Cependant Soliveau roulait des yeux, ouvrant tout grand la bouche, tel un masque de tragédie antique : « Les trompes médiatiques entonnèrent bientôt des hymnes soviétiques, ponctués de couplets fustigeant les fascistes, puis le canon tonna. On se battait partout, nos rangs étaient fauchés, pressés de toutes parts les meilleurs reculaient, les anciens de Jarnac, ceux de Solférino, les seigneurs de Bercy et de l’Urba-Graco gisaient vaincus aux mains des populistes et des lointains enfants de l’époque gaulliste ! » Et le roi raconta que venant de l’ouest un corps de troupes s’avançait : soudain joyeux,    il dit « Pranduron ! » Mais c’était Mélanchon. « L’espoir changea de camp, le combat changea d’âme, déplora Soliveau, je vis sur le pays un à un coucher mes oriflammes. Je voyais sur la plaine mes grognards étripés, becquetés d’affreux freux, choucas et corneilles. Un râle d’agonie venait à mes oreilles, il ne me restait pas même sept reitres sur cent. La Déroute, géante à la face effarée, de son ombre barra tout le champ de bataille, criant : Sauve qui peut ! On se taille !» Le monarque se tut.

« Et que s’est-il passé ensuite ? » questionna Tromondada. « Hum… Pour ne pas être pris, en catimini  je regagnais Paris avec ceux de ma suite, plus ou moins bien remis de ma terrible fuite, après que  mon caleçon eut essuyé des fuites… Bref, je me suis retrouvé grosjean comme un pantin errant à poil, tout nu, sur la Chaussée d’Antin ! » Le psy nota : « réaction somatique affectant les sphincters, et à nouveau l’obsession de se retrouver nu et vaincu. » Comme l’illustre patient ne manifestait pas pour l’instant d’agitation dangereuse, Alonzo le laissa partir après lui avoir prodigué quelques propos lénifiants, puis vint nous rejoindre. « Je crois bien, lui dis-je, que la poire est mûre et va bientôt tomber ! » « Tu parles !, ricana La Conscience, il va s’accrocher aux racines ! » «Ce serait logique, Alfred, expliqua Alonzo, un paraphrène tentera toujours d’aller jusqu’au bout de sa mission délirante.
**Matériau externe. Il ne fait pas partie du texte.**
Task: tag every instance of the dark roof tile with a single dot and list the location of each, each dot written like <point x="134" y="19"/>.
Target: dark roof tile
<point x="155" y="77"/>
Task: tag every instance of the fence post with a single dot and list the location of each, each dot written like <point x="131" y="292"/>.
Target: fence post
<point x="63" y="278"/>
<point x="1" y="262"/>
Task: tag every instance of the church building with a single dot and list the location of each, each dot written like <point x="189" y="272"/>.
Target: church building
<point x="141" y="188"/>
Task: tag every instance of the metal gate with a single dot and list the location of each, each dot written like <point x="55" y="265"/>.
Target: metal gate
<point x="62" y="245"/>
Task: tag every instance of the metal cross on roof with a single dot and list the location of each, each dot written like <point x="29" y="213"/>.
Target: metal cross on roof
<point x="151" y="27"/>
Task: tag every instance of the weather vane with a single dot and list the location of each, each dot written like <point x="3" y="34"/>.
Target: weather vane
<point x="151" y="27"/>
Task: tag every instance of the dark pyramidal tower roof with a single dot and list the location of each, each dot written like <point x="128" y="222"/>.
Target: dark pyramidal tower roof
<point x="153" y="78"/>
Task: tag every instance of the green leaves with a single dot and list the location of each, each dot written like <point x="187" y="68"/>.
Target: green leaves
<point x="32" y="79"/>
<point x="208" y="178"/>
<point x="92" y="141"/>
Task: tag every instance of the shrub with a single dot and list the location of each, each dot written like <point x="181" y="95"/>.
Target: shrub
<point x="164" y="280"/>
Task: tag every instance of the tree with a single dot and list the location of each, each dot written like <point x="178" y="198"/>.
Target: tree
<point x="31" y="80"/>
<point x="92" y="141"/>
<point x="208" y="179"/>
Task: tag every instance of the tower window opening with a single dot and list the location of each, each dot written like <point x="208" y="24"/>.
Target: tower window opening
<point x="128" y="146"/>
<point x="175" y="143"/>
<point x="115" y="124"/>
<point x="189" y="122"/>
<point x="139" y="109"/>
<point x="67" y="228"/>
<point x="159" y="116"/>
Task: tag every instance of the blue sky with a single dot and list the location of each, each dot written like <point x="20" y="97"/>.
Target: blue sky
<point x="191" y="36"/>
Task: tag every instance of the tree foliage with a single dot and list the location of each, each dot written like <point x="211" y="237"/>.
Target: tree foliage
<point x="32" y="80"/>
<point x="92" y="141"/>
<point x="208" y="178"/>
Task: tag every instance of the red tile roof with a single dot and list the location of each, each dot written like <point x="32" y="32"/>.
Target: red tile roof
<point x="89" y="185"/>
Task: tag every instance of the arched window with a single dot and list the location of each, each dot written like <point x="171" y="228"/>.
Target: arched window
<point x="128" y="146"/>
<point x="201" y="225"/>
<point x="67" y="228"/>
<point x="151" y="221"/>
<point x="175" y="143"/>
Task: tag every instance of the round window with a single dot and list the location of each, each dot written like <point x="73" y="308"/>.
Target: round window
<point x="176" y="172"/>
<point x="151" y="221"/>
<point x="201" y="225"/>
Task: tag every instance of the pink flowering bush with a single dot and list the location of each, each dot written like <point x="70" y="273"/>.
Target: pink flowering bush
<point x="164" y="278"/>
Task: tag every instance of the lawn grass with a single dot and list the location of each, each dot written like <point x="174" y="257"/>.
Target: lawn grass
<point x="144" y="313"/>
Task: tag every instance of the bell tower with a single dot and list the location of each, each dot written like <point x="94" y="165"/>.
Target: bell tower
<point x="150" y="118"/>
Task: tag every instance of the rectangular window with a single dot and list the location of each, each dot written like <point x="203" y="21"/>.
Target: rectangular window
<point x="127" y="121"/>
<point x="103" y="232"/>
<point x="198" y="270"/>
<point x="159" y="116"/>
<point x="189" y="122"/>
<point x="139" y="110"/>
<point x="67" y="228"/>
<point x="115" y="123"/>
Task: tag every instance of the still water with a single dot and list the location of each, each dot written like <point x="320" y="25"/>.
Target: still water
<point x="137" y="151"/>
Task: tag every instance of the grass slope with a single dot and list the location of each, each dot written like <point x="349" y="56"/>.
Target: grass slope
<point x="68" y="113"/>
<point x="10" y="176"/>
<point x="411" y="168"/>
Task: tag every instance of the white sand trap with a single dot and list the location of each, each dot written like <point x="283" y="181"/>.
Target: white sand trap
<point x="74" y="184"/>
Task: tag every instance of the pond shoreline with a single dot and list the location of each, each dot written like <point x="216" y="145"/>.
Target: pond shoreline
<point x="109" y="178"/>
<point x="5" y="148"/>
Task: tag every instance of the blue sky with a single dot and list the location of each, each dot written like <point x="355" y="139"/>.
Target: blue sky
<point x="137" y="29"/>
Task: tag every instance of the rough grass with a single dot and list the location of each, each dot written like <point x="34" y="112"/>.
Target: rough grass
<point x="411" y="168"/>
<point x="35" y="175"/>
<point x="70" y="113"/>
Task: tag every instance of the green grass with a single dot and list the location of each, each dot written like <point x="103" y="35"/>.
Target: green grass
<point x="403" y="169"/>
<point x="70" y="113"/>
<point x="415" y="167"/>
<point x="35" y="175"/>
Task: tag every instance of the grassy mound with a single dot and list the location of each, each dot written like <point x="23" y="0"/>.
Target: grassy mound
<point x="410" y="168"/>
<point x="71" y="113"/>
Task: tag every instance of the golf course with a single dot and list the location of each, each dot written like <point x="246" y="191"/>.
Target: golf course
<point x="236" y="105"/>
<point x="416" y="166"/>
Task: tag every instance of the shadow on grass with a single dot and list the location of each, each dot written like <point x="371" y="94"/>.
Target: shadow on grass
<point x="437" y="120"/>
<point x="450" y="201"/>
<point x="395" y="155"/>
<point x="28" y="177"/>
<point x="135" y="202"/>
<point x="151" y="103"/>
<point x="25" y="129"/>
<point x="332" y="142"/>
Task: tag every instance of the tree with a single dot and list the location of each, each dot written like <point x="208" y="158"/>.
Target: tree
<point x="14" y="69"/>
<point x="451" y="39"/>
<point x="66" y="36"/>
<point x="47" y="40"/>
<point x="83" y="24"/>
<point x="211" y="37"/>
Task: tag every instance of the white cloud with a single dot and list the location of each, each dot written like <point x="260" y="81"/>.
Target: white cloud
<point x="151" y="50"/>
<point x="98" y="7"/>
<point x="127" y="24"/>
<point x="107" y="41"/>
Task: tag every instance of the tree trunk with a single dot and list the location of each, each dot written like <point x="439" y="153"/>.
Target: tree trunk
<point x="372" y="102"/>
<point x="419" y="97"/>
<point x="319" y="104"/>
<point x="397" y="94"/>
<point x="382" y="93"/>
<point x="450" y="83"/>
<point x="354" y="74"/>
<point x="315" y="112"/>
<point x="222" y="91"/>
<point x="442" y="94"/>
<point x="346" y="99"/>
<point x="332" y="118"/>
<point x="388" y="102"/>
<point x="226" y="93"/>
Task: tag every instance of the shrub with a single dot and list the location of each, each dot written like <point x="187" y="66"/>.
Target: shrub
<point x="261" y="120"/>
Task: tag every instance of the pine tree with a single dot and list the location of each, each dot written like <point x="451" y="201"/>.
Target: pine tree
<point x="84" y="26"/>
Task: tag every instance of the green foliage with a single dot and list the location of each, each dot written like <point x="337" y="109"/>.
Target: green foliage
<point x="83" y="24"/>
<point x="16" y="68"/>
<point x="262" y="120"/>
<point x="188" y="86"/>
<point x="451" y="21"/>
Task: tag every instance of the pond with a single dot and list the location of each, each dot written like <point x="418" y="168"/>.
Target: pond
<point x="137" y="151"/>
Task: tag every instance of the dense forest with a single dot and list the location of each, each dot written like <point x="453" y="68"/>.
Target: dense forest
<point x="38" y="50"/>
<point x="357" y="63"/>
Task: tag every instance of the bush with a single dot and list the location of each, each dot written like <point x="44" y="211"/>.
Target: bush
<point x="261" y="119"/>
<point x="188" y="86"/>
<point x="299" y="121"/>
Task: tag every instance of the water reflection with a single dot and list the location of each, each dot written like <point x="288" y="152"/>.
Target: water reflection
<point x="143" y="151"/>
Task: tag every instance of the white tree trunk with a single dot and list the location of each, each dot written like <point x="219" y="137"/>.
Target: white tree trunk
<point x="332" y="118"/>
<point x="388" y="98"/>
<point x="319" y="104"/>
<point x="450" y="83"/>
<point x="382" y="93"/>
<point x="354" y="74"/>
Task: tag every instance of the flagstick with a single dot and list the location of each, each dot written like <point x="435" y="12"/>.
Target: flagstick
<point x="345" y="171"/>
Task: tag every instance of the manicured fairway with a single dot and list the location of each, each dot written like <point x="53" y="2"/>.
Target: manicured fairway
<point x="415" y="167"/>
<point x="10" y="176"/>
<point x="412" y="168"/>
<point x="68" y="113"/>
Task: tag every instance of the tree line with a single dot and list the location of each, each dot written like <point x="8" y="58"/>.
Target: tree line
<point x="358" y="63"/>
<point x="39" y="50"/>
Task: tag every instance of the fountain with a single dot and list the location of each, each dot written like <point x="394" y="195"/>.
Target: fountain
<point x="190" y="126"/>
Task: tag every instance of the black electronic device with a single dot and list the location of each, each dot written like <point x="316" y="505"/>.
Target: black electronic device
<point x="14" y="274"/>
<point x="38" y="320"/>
En tous cas, il est de mon devoir d’informer le Sénat de cet état morbide. » Puis il ajouta pour lui-même : « Tendance nouvelle au lyrisme versificateur… Oh ! Le beau cas ! »

Ouais… Mais devant le  vide politique actuel, on se demande ce qu’il peut arriver. Parfois, j’en viendrais à regretter ma banquise natale, n’était-ce le charme des fleurs du mal que l’on cueille à Pigalle !

Alfred.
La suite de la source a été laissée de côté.